While Weinberg delves into science throughout the ages, this book is more than just a history lesson. As the Guardian writes in its review: “It is a history not of science, but of the questions from which modern science emerged.”

And who better to peer into the past at these questions than a Nobel Prize winner whose work represented a major leap forward in understanding the fabric of the universe — showing how the weak nuclear force and electromagnetism arise from the same underlying theory (he shared his 1979 prize with Abdus Salam and Sheldon Glashow).

The asking of questions, of course, is at the heart of the scientific method. Even more so than the answers that we find, because answers can always be modified by new questions. The asking of questions also sets science apart from other areas of knowledge.

“Science, unlike, say, politics or religion, is a cumulative branch of knowledge,” Weinberg said in an interview with Quanta Magazine. “You can say, not merely as a matter of taste, but with sober judgment, that Newton knew more about the world than Aristotle did, and Einstein knew more than Newton did. There really has been progress.”

However, as remarkable as Newton’s laws of motion were at the time, they are still only an approximation of reality. Ones that remained firmly in place until Einstein’s theory of general relativity came along. But even Einstein’s theory is likely an approximation of an even more precise understanding of the universe.

If you look at more recent developments in physics, you find the same kind of scientific creeping forward — approaching, but never quite reaching the ultimate unknowable. For example, string theory could unify all the forces together — strong and weak nuclear forces, electromagnetic force and gravity. But physicists remain a long way off from a final solution.

“String theory has provided some deep mathematical ideas about how that might work,” said Weinberg to Quanta. “But we’re far from being able to verify the theory — much further than we were from verifying the electroweak theory 40 years ago.”

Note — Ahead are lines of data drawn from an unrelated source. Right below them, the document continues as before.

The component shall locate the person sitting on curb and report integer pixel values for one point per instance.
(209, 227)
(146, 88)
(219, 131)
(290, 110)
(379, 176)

Some physicists may dream of one day having a unifying theory of the universe that fits on a t-shirt. But we may never be able to completely explain the universe in such simplistic terms, no matter how many questions we ask. The universe simply may not fit any framework humans can devise. Science offers joy, but not certainty. “Like me,” he writes, “most physicists today are resigned to the fact that we will always have to wonder why our deepest theories are not something different.”“Like me,” writes Weinberg in his book, “most physicists today are resigned to the fact that we will always have to wonder why our deepest theories are not something different.”